Güncelleme Tarihi:
Başkent Ankara’da yaz-kış demeden tam 40 yıldır ihtiyaç sahiplerinin yardımına koşan 70 yaşındaki emekli Alparslan Sezek, sayısız aileye yardım eli uzatıyor. Yıllar önce giysiye ihtiyacı olan üç üniversite öğrencisine yardım ederek bu işe adım atan Alparslan Sezek, başlangıçta sadece kendi imkânlarıyla yaptığı yardımlara, zamanla yakınları ve arkadaşlarının da katkı sunmaya başladığını, her gün çoğu evi ziyaret ederek zor durumda olana merhem olmaya çalıştıklarını söyledi.
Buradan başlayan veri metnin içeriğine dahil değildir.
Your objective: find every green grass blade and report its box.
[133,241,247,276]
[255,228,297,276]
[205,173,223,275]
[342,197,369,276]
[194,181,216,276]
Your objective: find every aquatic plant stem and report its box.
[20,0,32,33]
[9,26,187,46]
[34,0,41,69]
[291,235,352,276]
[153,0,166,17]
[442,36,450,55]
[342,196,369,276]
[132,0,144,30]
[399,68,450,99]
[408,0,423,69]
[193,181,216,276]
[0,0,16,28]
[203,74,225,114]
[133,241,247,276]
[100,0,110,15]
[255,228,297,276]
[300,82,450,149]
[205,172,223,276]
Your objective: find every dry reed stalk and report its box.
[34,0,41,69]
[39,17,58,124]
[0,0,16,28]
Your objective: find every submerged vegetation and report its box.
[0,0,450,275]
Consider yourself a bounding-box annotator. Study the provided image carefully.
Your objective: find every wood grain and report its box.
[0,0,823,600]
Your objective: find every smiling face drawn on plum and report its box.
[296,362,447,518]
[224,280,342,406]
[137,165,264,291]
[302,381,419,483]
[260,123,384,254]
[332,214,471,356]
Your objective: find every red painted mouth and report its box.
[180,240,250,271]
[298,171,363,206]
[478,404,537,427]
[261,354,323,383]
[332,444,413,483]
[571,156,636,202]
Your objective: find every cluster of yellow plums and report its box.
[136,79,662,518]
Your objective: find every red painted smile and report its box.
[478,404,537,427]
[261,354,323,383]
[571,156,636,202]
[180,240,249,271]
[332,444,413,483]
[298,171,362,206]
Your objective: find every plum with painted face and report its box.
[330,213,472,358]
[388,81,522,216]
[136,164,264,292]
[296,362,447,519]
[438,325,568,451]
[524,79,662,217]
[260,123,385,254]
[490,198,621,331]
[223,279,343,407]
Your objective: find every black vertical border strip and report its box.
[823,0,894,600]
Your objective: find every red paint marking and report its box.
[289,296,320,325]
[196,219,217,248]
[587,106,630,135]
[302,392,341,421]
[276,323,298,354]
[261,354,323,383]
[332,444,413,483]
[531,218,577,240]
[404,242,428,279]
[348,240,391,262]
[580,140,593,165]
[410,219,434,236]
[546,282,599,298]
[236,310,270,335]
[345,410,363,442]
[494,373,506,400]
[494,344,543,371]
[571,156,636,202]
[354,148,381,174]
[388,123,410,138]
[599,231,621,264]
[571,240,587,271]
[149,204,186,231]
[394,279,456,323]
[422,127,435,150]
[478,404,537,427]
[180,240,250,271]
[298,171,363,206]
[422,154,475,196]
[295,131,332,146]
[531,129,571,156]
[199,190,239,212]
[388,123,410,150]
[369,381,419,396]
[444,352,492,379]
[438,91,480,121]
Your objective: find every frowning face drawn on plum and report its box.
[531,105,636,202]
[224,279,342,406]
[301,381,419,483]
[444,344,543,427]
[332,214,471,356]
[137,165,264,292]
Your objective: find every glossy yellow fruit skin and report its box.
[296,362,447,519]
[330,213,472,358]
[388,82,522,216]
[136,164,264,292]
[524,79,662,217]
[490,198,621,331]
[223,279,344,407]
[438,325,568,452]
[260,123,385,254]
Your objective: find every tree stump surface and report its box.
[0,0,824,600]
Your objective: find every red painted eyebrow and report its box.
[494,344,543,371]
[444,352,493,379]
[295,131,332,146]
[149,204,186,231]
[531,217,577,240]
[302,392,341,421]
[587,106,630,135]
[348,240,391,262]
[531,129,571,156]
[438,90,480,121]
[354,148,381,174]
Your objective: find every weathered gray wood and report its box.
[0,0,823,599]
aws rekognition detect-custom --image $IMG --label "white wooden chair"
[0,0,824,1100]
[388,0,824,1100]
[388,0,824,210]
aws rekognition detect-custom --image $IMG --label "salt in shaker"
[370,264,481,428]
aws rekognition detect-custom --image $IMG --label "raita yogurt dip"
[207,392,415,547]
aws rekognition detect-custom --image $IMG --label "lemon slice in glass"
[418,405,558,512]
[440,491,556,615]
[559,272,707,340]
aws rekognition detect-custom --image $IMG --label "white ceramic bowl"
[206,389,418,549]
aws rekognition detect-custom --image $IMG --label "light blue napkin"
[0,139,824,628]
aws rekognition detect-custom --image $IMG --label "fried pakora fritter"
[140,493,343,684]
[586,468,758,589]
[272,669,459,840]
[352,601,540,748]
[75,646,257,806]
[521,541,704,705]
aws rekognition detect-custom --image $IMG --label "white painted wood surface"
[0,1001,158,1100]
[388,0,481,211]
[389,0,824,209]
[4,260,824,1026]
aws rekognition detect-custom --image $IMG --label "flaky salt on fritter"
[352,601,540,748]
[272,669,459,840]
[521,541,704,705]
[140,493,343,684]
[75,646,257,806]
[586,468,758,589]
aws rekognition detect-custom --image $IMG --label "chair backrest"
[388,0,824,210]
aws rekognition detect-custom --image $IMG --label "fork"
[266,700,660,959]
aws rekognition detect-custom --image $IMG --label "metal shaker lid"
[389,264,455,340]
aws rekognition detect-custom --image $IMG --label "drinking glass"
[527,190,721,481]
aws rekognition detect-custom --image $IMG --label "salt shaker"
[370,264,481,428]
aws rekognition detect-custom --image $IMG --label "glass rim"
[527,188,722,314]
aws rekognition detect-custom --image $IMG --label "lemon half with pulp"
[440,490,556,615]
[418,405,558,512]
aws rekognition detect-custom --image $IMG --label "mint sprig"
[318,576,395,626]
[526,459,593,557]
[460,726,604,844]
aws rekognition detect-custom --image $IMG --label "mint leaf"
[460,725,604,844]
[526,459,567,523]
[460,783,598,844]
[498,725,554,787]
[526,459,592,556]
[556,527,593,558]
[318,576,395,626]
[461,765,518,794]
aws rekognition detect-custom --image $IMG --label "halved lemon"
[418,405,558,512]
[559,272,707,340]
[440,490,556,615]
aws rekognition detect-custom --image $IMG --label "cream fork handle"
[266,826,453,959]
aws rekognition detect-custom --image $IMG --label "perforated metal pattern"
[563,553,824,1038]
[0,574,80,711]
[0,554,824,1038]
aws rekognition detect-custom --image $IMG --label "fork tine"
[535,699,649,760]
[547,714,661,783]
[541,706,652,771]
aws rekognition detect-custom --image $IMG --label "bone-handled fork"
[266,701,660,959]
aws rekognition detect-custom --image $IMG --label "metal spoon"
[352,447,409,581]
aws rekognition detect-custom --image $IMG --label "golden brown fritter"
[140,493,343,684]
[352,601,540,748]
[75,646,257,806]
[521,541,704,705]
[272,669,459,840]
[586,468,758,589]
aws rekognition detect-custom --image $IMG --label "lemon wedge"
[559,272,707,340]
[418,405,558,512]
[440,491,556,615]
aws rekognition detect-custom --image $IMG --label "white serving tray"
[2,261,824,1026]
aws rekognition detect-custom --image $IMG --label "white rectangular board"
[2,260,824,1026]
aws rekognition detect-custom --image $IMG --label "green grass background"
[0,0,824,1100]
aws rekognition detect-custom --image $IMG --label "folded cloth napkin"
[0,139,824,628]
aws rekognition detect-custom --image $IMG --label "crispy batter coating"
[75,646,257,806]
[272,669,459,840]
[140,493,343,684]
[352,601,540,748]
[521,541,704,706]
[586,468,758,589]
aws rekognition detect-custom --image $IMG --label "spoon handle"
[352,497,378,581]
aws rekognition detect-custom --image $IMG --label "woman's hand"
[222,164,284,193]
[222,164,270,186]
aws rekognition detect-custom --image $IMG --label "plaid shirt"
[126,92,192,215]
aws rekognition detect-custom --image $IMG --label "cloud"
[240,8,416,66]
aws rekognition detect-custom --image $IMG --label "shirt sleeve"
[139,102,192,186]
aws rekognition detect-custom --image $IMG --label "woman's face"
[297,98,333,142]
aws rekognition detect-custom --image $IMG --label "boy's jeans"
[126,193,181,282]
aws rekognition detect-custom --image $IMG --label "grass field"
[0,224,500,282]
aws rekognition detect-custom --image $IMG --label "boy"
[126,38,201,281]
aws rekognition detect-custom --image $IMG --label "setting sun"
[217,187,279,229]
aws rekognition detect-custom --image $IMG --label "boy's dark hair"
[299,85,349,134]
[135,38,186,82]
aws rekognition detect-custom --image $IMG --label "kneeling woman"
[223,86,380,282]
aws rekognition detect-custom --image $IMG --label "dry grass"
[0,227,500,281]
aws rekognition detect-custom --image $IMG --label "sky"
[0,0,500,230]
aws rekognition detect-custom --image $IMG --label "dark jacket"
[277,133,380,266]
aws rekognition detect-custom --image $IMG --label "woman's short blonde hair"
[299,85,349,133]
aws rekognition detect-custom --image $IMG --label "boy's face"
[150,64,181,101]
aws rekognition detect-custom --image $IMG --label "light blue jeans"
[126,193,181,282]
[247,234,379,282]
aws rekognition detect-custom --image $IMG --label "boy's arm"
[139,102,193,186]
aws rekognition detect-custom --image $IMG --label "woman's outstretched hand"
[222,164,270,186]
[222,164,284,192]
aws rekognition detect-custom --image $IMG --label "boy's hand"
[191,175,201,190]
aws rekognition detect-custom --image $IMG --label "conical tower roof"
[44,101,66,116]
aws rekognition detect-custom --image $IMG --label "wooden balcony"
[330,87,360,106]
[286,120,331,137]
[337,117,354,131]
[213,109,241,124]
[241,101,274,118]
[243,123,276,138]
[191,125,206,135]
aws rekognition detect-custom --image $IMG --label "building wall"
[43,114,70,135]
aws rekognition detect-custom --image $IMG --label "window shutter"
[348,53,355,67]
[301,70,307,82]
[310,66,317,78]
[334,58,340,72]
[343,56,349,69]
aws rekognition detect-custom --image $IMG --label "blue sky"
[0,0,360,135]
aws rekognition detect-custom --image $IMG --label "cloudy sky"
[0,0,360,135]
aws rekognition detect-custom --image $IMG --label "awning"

Ankara Kalesi-Hisar Kasrı’nda engelli bireyleri bulunan ailelere moral-motivasyon günü düzenleyen Sezek, özetle şunları söyledi:
GÖREN DUYAN BANA ULAŞIYOR
“İçimde insanların yaşamına dokunma hissim ve isteğim hep vardı. 1980’li yıllarda gönüllü olarak insanlara yardım etmeye başladım. Özellikle engelli çocukları olan ailelere odaklanıyorum ancak normal takip ettiğimiz ailelerimiz de var. Onlara da elimizden geldiğince destek oluyoruz. Eskiden Bahçelievler’de oturuyordum. Bu yolculuğa ev sahibimin vesilesiyle başladım, onun sayesinde üç üniversite öğrencisiyle tanıştım; maddi durumları iyi değildi ve üniversitelerini bitirmek durumundalardı. 1982 yılında bu üç öğrenciye takım elbise aldım. Onlar hem içimdeki o hissin hem de yardımların başlangıç noktası oldu. O gün bugündür yardımlarıma devam ediyorum. Özellikle 2000’li yıllarda bu işi daha da hızlandırdım. Güzel bir çevre edindim. Kimse beni yalnız bırakmadı. Şu anda yardım ettiğim ailelerin sayısını bilmiyorum bile. Dört engelli okuluyla doğrudan çalışıyorum. Onların dışında bireysel olarak takip ettiğim aileler var. Beni duyan, gören insanlar bana ulaşıyor. Aileler birbirlerine haber veriyor. Her aileyi tek tek ziyaret ediyorum, gerçekten ihtiyaçları olup olmadığını tespit edip ona göre yardımda bulunuyorum.
BİR ÇAĞRIMIZ VAR
Okumak isteyen çocuklarımız var ama maddi imkânsızlıklar nedeniyle güçlük yaşıyorlar. Bazı ailelerin ise neredeyse hiç ev eşyası yok. Önceliğimiz, okumak isteyen çocuklara destek olmak. Sonra da ev eşyası olmayan ailelere yardım etmeye çalışıyoruz. Gönüllü arkadaşlarımız var; öğretmenler, fizyoterapistler ve birçok meslek grubundan dostlarımız bize eşlik ediyor. Hatta birlikte aileleri ziyaret ediyoruz. Gidip gören herkes çok duygulanıyor, ‘Eksiklerimizi fark ettik’ diyorlar. Yaptığımız etkinliklerde herkesin katkısı var; bu sadece bir kişinin işi değil. Engelli ailelerimiz için Ankara Kalesi-Hisar Kasrı’nda bir etkinlik düzenledik. Yaklaşık 7-8 yıldır engelli ailelerimizi bir araya getiriyoruz. Müzikli sabah kahvaltıları ve eğlencelerle onları mutlu etmeye çalışıyoruz. Amacımız moral vermek. Bu ailelerin özellikle morale çok ihtiyacı var. Toplumdan soyutlanıyorlar, kendilerini dış dünyaya kapatıyorlar. Bize ‘Ayda bir kere de olsa buraya gelmek, biraz olsun rahatlamak çok iyi geliyor’ diyorlar. Onlarla olmaktan ötürü mutluyuz. Aile ve Sosyal Hizmetler Bakanımıza da bir çağrımız var. Gerçekleştirdiğimiz etkinliklere katılmasını ve bu ortamı yakından görmesini çok isteriz."